AUSTRALIAN DOLLAR TALKING POINTS
AUD/USD trades to a fresh yearly low (0.6761) in July even as the Reserve Bank of Australia (RBA) delivers another 50bp rate hike, and the exchange rate may face headwinds later this week as the US Non-Farm Payrolls (NFP) report is anticipated to show a further improvement in employment.
AUD/USD CONSOLIDATES AROUND YEARLY LOW AHEAD OF US NFP REPORT
AUD/USD appears to be unfazed by the RBA as it consolidates within a narrowing range, and the US Dollar may continue to outperform against the commodity bloc currencies as the Federal Reserve normalizes monetary policy faster than its major counterparts.
As a result, the update to the NFP report may keep the Federal Open Market Committee (FOMC) on track to implement another 75bp rate hike as the economy is anticipated to add 268K jobs in June, and evidence of a resilient labor market may encourage the central bank to move towards a restrictive policy as the minutes from the latest meeting reveals “that an even more restrictive stance could be appropriate if elevated inflation pressures were to persist.”
In turn, the FOMC may take further steps to combat inflation as “many participants judged that a significant risk now facing the Committee was that elevated inflation could become entrenched if the public began to question the resolve of the Committee to adjust the stance of policy as warranted,” and it remains to be seen if Chairman Jerome Powell and Co. will continue to adjust the forward guidance at the next interest rate decision on July 27 as “participants stressed that appropriate firming of monetary policy, together with clear and effective communications, would be essential in restoring price stability.”
Until then, AUD/USD may fall towards the June 2020 low (0.6648) as it trades to fresh yearly lows in July, and a further decline in the exchange rate may fuel the tilt in retail sentiment like the behavior seen earlier this year.
The IG Client Sentiment report shows 73.59% of traders are currently net-long AUD/USD, with the ratio of traders long to short standing at 2.79 to 1.
The number of traders net-long is 4.00% lower than yesterday and 4.48% higher from last week, while the number of traders net-short is 10.33% higher than yesterday and 10.96% higher from last week.

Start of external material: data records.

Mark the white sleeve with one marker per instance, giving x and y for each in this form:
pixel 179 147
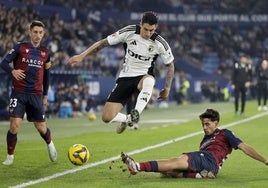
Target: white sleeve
pixel 115 38
pixel 166 55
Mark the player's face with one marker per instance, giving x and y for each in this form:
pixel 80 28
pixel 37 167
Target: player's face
pixel 147 30
pixel 36 35
pixel 209 126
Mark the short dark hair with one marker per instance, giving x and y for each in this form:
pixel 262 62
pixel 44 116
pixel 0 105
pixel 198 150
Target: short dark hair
pixel 211 114
pixel 37 23
pixel 150 18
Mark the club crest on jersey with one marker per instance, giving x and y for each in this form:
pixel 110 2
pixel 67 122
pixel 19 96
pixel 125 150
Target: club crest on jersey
pixel 43 53
pixel 151 48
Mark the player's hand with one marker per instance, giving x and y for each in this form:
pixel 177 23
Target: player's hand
pixel 18 74
pixel 164 93
pixel 74 60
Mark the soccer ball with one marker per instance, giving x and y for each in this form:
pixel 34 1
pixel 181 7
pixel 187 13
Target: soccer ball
pixel 78 154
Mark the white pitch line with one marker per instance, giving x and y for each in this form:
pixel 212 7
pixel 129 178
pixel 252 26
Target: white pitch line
pixel 90 165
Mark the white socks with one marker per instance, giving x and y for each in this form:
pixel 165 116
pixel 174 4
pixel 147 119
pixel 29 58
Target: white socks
pixel 145 94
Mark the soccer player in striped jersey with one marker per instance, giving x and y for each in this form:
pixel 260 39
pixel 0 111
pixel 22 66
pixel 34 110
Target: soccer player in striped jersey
pixel 142 47
pixel 216 145
pixel 30 72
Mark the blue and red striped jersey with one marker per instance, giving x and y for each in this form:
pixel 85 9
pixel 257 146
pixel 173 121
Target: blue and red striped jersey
pixel 35 61
pixel 220 144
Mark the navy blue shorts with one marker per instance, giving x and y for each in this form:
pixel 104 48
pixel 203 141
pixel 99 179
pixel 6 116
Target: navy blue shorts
pixel 200 160
pixel 31 104
pixel 124 89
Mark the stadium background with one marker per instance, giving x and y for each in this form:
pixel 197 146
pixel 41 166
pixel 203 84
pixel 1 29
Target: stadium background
pixel 206 38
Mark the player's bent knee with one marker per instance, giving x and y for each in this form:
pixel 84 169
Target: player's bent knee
pixel 148 82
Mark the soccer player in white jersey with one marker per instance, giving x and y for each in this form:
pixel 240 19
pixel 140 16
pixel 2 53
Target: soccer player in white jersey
pixel 142 46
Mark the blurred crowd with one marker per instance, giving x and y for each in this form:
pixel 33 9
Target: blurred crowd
pixel 191 41
pixel 195 42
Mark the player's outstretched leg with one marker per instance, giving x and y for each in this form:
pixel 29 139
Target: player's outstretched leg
pixel 135 116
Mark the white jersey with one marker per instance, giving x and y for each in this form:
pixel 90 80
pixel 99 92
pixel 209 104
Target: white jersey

The rise in net-long interest has fueled the crowding behavior as 72.78% of traders were net-long AUD/USD last week, while the rise in net-short position comes as the exchange rate consolidates within a narrow range.

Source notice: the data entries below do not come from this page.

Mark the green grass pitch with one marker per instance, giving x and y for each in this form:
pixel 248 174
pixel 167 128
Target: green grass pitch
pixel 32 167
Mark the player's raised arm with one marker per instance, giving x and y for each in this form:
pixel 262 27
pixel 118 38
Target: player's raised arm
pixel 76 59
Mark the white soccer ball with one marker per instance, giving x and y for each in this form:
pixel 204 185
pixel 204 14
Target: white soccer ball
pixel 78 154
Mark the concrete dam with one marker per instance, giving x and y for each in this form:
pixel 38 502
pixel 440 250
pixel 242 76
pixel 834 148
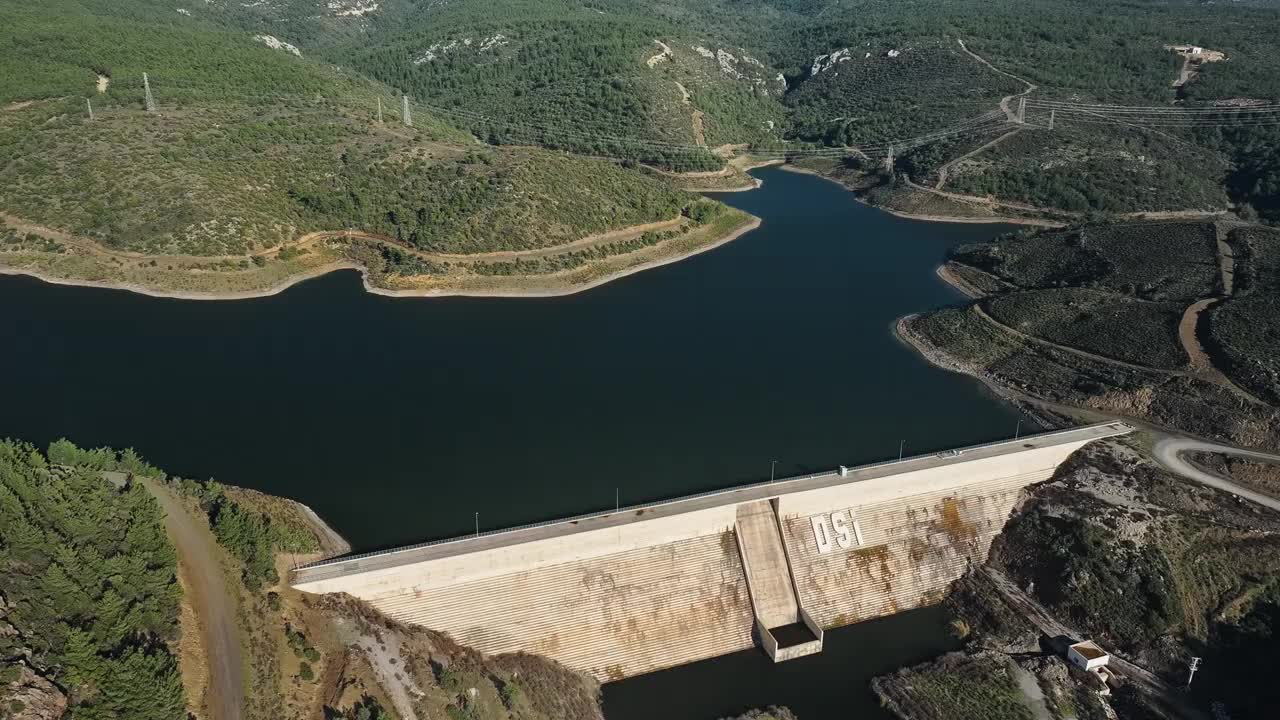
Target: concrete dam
pixel 768 564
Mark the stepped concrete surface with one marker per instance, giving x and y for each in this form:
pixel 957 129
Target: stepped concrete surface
pixel 768 577
pixel 644 588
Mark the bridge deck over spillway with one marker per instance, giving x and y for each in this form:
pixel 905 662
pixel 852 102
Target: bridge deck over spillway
pixel 648 587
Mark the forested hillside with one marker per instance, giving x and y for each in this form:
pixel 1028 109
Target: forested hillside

With that said, the update to the US NFP report may keep AUD/USD under pressure as a further improvement in employment encourages the FOMC to deliver another 75bp rate hike, and the exchange rate may fall towards the June 2020 low (0.6648) as it appears to be tracking the negative slope in the 50-Day SMA (0.7014).
AUD/USD RATE DAILY CHART
Source: Trading View
- AUD/USD consolidates within a narrowing range after failing to defend the June range, but the trajectory in both the 50-Day SMA (0.7014) and 200-Day SMA (0.7213) cast a bearish outlook for the exchange rate as the moving averages reflect a negative slope.
- Still need a break/close below the 0.6760 (50% retracement) to 0.6770 (100% expansion) region to bring the June 2020 low (0.6648) on the radar, with the next area of interest coming in around 0.6460 (61.8% retracement) to 0.6520 (38.2% expansion).

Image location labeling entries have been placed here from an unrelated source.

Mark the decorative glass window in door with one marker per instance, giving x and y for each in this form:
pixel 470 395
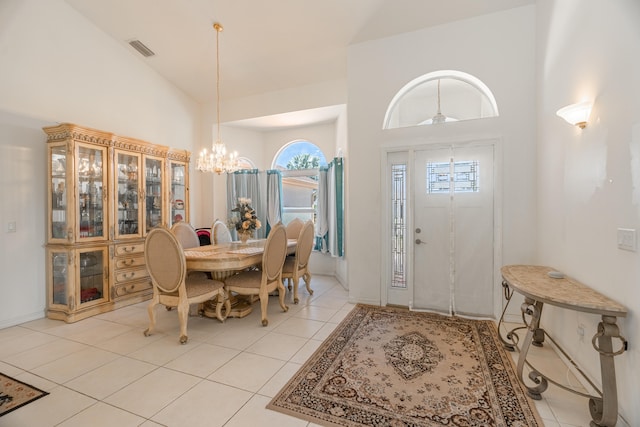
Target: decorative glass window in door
pixel 399 225
pixel 465 177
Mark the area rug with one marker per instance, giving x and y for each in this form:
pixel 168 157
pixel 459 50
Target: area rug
pixel 392 367
pixel 15 394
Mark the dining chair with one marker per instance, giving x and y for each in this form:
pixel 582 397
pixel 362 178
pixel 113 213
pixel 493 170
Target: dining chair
pixel 172 286
pixel 220 232
pixel 297 266
pixel 294 227
pixel 186 235
pixel 267 279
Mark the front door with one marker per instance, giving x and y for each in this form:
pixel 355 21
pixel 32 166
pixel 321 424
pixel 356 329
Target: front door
pixel 449 239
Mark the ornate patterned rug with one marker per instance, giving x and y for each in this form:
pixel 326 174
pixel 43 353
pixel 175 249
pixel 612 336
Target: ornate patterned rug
pixel 390 367
pixel 15 394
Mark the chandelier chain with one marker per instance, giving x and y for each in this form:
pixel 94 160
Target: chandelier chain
pixel 217 161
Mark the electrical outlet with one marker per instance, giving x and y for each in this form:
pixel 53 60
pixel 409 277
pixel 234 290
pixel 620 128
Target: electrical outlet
pixel 580 331
pixel 627 239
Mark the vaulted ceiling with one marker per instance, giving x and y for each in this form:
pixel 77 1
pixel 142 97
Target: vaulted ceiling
pixel 266 45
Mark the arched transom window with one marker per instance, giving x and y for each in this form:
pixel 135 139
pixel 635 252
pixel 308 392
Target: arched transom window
pixel 439 97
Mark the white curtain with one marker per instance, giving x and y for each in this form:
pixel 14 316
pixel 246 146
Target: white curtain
pixel 264 188
pixel 330 220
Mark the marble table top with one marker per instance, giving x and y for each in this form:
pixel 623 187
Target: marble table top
pixel 534 282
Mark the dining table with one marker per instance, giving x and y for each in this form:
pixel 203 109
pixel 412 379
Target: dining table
pixel 226 259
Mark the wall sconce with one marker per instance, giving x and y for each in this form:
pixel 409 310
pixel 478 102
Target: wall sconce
pixel 576 114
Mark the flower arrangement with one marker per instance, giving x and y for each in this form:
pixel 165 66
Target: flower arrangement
pixel 246 221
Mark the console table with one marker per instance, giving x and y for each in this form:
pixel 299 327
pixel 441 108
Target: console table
pixel 538 287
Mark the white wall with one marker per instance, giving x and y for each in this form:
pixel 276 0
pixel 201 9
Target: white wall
pixel 499 50
pixel 589 180
pixel 58 67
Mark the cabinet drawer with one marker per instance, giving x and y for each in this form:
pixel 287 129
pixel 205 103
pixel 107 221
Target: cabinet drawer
pixel 131 274
pixel 131 288
pixel 129 248
pixel 127 262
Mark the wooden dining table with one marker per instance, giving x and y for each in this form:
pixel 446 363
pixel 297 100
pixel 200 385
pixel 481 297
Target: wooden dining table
pixel 226 259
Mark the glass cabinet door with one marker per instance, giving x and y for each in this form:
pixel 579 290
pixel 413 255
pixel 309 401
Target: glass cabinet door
pixel 58 221
pixel 154 171
pixel 91 268
pixel 58 277
pixel 91 197
pixel 127 195
pixel 179 193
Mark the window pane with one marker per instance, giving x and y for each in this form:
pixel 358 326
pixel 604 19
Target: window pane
pixel 399 227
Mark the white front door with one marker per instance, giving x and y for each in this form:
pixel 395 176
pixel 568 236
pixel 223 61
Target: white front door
pixel 449 238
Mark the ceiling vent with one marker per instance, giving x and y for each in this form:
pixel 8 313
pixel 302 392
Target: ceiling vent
pixel 140 47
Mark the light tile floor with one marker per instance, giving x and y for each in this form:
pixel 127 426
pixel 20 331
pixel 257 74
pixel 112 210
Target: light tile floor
pixel 102 371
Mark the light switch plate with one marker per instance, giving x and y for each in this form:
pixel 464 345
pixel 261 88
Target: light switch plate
pixel 627 239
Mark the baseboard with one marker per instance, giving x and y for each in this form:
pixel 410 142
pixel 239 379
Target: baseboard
pixel 22 319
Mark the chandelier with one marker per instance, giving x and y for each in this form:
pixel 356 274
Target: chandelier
pixel 217 160
pixel 439 117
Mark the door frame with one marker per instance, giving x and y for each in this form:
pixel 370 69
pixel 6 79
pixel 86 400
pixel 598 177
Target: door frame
pixel 385 191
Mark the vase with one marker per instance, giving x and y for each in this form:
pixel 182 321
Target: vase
pixel 244 237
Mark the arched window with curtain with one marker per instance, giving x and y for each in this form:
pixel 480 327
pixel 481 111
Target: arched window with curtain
pixel 330 221
pixel 264 188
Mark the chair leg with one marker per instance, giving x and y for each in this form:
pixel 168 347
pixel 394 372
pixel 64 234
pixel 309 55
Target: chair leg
pixel 282 292
pixel 264 302
pixel 183 317
pixel 296 280
pixel 307 281
pixel 152 317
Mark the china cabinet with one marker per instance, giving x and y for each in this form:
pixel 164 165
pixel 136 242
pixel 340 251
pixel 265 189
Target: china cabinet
pixel 105 193
pixel 179 186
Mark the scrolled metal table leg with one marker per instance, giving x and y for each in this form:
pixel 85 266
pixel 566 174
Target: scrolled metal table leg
pixel 533 309
pixel 604 412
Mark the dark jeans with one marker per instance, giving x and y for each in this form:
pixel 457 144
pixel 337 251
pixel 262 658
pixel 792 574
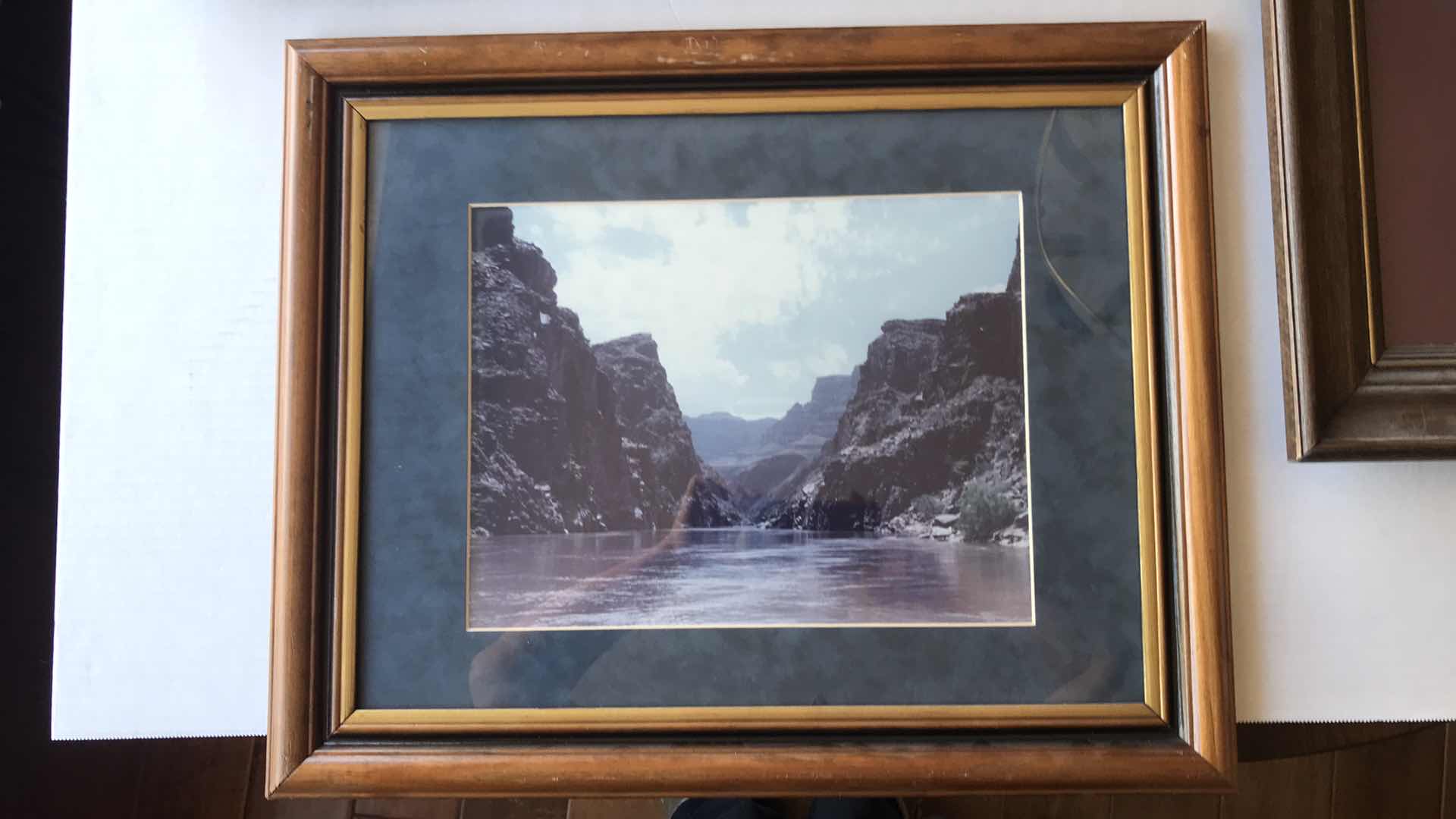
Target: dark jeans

- Will keep a close eye on the Relative Strength Index (RSI) as the weakness in AUD/USD pushes the oscillator towards oversold territory, with a move below 30 in the oscillator likely to be accompanied by further decline in the exchange rate like the price action seen earlier this year.
- However, lack of momentum to break/close below the 0.6760 (50% retracement) to 0.6770 (100% expansion) region may keep AUD/USD within a narrow range as it struggles to push back above the 0.6820 (50% retracement) area.